In recent years, a recurring conference theme has been networked audio, and in the latest event, conference chair Professor Justin Paterson devised a keynote event combining two traditionally mutually exclusive network application objectives – real-time creative collaboration at studio audio quality and long distance collaboration.

Titled Video Killed the Radio Star: How the Future Began, the combined talk and performance was a 45-minute immersive 7.1.7 audio piece from the Radio Science Orchestra featuring live instruments such as harp, theremin, modular synth and ondes Martenot. Live VJ projections were created that used the audience as “human pixels.” The five-piece Radio Science Orchestra was distributed across four performance spaces on the West London UWL campus, accompanied by an additional artist in the main auditorium. An additional musician some 400 miles away at Edinburgh Napier University was connected via Dante using a Focusrite Red 4Pre.

Dante and front-of-house engineer for the performance, UWL’s Scott Harker, observes, “Admittedly, working in this way, with one of the musicians being 400 miles away, was odd at first rehearsal. Ultimately when it came to my mix, the routing and workflow, it was no different, just like any other room.” 

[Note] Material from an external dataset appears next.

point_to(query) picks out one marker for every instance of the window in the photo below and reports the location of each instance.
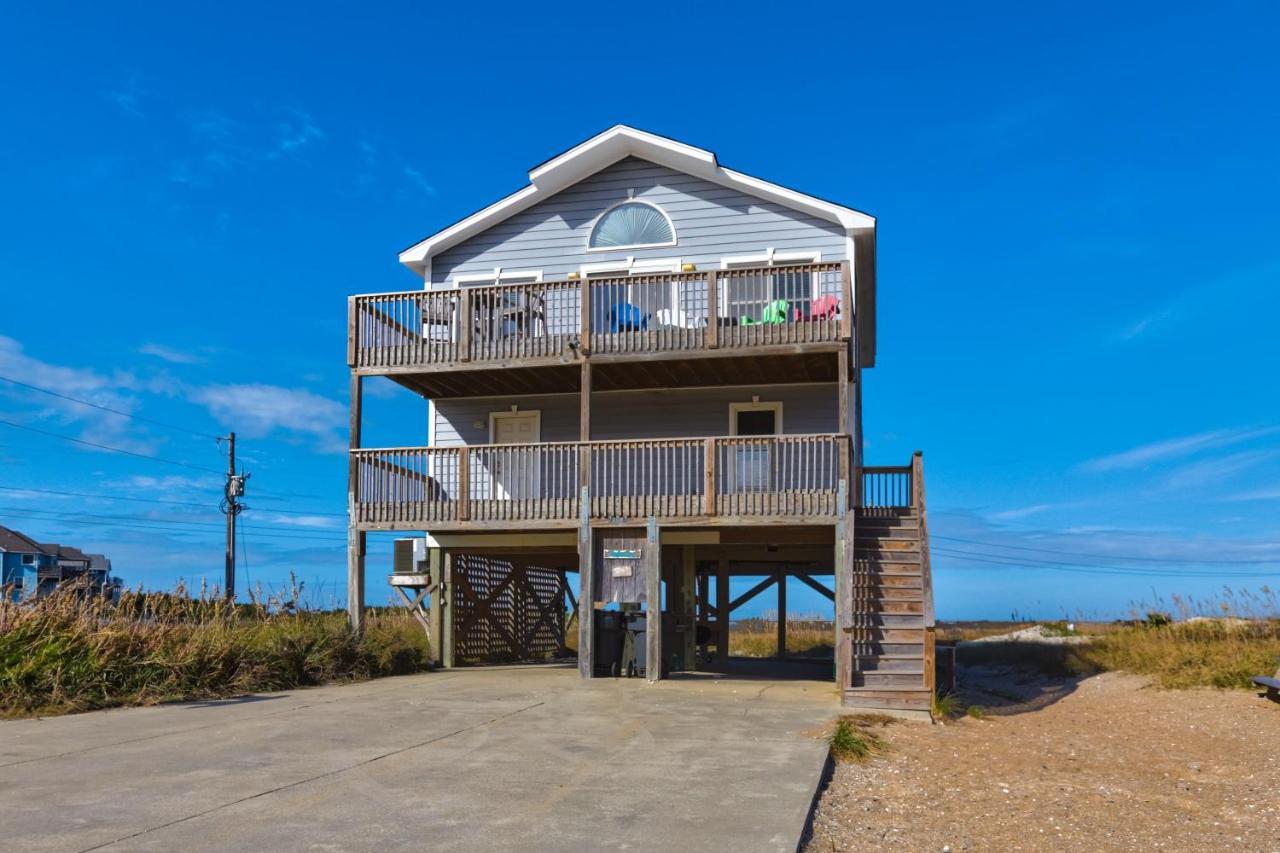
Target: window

The initial release of Dante Domain Manager opened the door to Dante connections across long-distance networks. Last year’s update to v1.1 addressed the critical issue of clock synchronization through support for SMPTE 2110 / AES67 compliant devices in Dante workflows, and support for GPS Synchronization. AES67 is a low-level open interoperability standard, rather than a networking solution in its own right. SMPTE 2110 is an evolving comprehensive media networking standard for audio, video and ancillary data over IP. Each media element of a SMPTE 2110 workflow uses a standard of its own; AES67 is specified for SMPTE 2110 audio. 

Dr. Paul Ferguson of Edinburgh Napier University, who authored previous conference papers informing the experiment, looked at gear that meets the newly-widened definition of “SMPTE 2110 / AES67 compliant” to find a suitable technology solution for long distance clocking. The Sonifex AVN-GMCS, an AES67 compliant grandmaster AoIP clock derives its own absolute time from the atomic clocks built into GPS satellites – global delivery of ultra-precise, unified time is one of the most important, and arguably most overlooked, functions of GPS satellites. “With Dante Domain Manager v1.1,” Ferguson explains, “we can now configure our setup such that our RedNet devices are assigned to geographic ‘zones’ that have a grandmaster clock in each zone. In so doing, we bypass the issue of, and the problems attached to, sending clock over vast distances using Dante. Everything is rock-solid.”

The audio setup included Focusrite RedNet 4 interfaces and a Dante network infrastructure, which helped connect to another musician in Edinburgh in real time.

Latency became the next consideration for a group of musicians playing live through a variety of RedNet interfaces, receiving cue mixes and sending their performances via Dante to front-of-house. Here, Ferguson draws a familiar parallel for many pro audio users, “Much like when setting buffer size on a DAW, it’s a trade-off between acceptable latency for the performing musicians versus system performance.”  

“We simply set the buffer on our RedNet interfaces to 20 ms at each side,” Ferguson recalls, “40 ms overall. A little longer than you’d ideally want for drums, but safe, and absolutely usable for the synthetic textures we were getting from Edinburgh.”

Every piece of technology employed for the experimental and boundary-pushing performance was a current, off-the-shelf software or hardware product. The success of the demonstration has clear implications for equivalent applications in commercial studios, broadcast and post production. 

Diagram of the signal chain, including Focusrite RedNet 4 interfaces and a Dante network infrastructure

Ferguson concludes, “Inspired by our success at inMusic19, we have just successfully tested Focusrite/Dante and GPS between Edinburgh and Berlin. Even with today’s connectivity options, we’ve shown here that the technology to collaborate creatively over long distances using Dante is supported and exists today.”